Me lo encontré a Leizamón a la vuelta. Leizamón, no Leguizamón: el viejo malandra se altera el apellido para que no lo pillen. Justo se había sentado y ya charlaba con Tío Tom. Me le sumé a la mesa y pedí una cerveza, que llegó no del todo fría; Leizamón, por su parte, pidió su vinito y unas empanadas. Glorificó debidamente la correspondiente damajuana, luego de hacerse un sorbo.

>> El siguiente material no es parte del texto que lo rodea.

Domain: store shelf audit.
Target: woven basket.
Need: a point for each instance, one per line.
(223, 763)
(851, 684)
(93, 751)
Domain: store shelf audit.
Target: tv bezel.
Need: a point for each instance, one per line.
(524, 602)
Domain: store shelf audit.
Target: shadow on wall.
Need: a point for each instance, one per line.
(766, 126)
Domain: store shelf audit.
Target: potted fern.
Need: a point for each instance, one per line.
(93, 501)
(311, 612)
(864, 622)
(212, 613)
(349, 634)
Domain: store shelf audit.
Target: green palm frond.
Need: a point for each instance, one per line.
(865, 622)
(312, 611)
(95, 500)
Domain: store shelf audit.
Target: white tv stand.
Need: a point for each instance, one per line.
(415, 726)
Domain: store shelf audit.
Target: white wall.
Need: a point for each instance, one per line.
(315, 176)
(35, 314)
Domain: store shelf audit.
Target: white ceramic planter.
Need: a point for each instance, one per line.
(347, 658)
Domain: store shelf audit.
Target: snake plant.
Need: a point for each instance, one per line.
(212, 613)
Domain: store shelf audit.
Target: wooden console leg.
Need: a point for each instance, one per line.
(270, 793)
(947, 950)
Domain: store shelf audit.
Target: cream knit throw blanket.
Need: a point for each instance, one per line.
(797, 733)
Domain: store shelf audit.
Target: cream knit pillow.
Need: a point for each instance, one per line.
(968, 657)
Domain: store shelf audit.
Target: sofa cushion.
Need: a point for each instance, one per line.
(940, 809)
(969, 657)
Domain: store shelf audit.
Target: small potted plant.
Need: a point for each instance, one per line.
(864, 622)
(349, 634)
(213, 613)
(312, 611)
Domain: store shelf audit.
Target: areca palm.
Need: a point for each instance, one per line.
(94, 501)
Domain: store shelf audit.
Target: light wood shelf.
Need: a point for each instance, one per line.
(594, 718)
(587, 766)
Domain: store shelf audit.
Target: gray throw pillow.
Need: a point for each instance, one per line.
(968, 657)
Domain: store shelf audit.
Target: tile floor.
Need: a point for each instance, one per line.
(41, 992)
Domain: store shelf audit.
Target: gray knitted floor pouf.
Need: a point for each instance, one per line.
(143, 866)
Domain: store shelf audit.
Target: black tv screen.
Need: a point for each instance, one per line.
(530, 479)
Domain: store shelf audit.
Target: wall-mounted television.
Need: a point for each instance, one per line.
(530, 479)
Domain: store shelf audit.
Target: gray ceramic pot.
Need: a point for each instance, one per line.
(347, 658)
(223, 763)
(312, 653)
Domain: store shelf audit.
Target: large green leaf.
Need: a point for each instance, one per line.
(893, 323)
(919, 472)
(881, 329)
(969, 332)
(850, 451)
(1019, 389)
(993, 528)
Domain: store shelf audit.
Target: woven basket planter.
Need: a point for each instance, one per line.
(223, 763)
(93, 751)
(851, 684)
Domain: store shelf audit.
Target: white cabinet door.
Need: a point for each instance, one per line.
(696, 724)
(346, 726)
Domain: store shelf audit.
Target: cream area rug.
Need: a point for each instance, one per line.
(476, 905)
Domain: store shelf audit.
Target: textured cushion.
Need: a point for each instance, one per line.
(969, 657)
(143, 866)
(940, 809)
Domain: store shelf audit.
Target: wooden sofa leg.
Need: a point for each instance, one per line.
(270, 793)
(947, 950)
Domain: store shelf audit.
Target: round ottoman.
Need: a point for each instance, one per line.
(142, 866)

El Caballero del Pincel, que así le decimos, había dejado su bicicleta parada contra el cordón de la vereda. Yo miraba para la Sargento Cabral, él le daba la espalda. Al frente está el gimnasio, y una gurisa al rato se cruzaría para pedirme fuego: sabés cómo le rompería el orto, manifestó el Caballero. Hablamos de todo un poco: de Piedra Limada, de Evo Morales y los pollos genéricos a base de hormonas femeninas (de qué, no supimos precisar), de la Fiebre A, que así le dice. La noche estaba agradable, y yo andaba de ojotas (Mara diría chan-cle-tas, yo agregaría ruleros).
Cuando tocamos el tema del País y los Grandes Proyectos, se sumó Tío Tom. Atrás habían quedado el espolón y cómo curarlo, y la culebrilla, que los médicos, que tanto han avanzado en lo suyo, no saben tratar. Tío Tom está en contra de que se enseñen tantas cosas en la escuela. Qué tanto Inglés, qué tantas materias. El que quiera Inglés, que vaya a las privadas. De ahí lógicamente pasamos a la Industria Nacional, a la Circulación de la Plata y que la haya en la Calle, y cosas así. Dos contra uno: el Caballero del Pincel, a sus 71 años, es individualista (algo así como que al País le va bien cuando a mí me va bien).
Pero se ponía fresco. Como quien dice, pagamos y nos alzamos al ocote. Todavía no eran las once, y las gatas habían acabado ya sus confites, como le dice Gonzalín al alimento balanceado. Palmé rápido; no hubo sueños.